Read our research to explore the importance of gold in portfolio diversification.
Asset allocation is a vital aspect of any investment strategy. Balancing asset classes of different correlations can significantly enhance returns whilst reducing risk.
Many investors believe their portfolios are sufficiently diversified. However, the majority of investment strategies focus primarily on only a few asset classes – stocks, bonds and cash. Such portfolios may be vulnerable when these asset classes react to market conditions in a similar fashion.
To counter this effect, many investors now seek more effective diversification by incorporating alternative investments, such as commodities, into their portfolio.
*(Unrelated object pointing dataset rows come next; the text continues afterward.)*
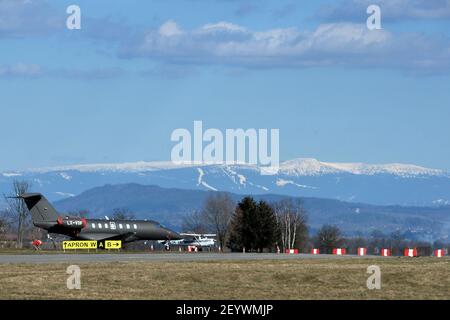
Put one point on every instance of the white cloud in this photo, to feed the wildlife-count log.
(169, 29)
(391, 9)
(20, 70)
(28, 17)
(340, 44)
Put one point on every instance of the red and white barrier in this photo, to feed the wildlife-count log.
(192, 249)
(439, 253)
(362, 251)
(339, 251)
(410, 252)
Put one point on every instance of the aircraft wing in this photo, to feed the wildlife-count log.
(198, 235)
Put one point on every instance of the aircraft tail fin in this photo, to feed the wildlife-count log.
(41, 210)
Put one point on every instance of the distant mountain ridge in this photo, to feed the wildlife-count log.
(170, 205)
(388, 184)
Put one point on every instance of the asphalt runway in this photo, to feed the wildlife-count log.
(149, 257)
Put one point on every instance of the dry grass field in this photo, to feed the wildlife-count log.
(402, 278)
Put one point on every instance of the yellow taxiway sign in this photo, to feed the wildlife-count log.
(73, 245)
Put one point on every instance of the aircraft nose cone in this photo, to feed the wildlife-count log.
(172, 235)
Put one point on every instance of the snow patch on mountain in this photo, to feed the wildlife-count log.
(65, 194)
(312, 167)
(65, 176)
(294, 168)
(201, 182)
(281, 183)
(11, 174)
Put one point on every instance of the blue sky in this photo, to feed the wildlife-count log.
(116, 89)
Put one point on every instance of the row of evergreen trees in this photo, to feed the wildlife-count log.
(253, 226)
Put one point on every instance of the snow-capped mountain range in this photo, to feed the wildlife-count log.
(402, 184)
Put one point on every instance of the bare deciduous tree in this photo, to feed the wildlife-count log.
(18, 209)
(292, 221)
(329, 237)
(4, 223)
(217, 212)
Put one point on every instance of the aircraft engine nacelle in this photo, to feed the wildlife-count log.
(72, 223)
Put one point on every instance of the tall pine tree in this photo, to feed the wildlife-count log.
(253, 226)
Gold has shown very strong returns over recent years. Still, its most valuable contribution to a portfolio lies in the fact that it is not correlated with most other assets (see chart below). This independence comes from the fact that gold’s price is not driven by the same factors that drive the performance of other asset classes. For more information on gold’s correlation with a range of assets, data and charts covering a number of countries are available to download from our investment statistics page.
The sources of demand for gold are far more diverse – both geographically and by sector – than those of many other assets. This helps to explain the independence of the gold price. It also explains why demand has remained robust despite a rally that’s spanned several years. Between 2002 and 2011, the value of global gold demand increased by 512%.
Moreover, most spending on gold is discretionary. 55% of total appetite over the five years to December 2011 came from the jewellery sector. A further 33% came from investment, while technological applications account for 12%. This market structure is unusual for commodities. Demand is usually driven by non-discretionary spending and is therefore differently exposed to the vagaries of the economic cycle.
Gold has seen recent growth in investment demand, at both the institutional and retail levels. This has further broadened the precious metal’s demand base, with tonnage demand increasing 143% over the last five years (to year-end 2011). Stronger investment demand can act as a counterbalance should recessionary pressures dampen consumer spending on jewellery.
Independent studies have shown that gold offers enhanced opportunities for diversification, relative to most other alternative assets. While traditional diversifiers often fail during times of market instability, even a small allocation to gold can significantly improve the consistency of portfolio performance. Particularly appealing to many investors is the fact that this protection applies during both stable and unstable financial periods.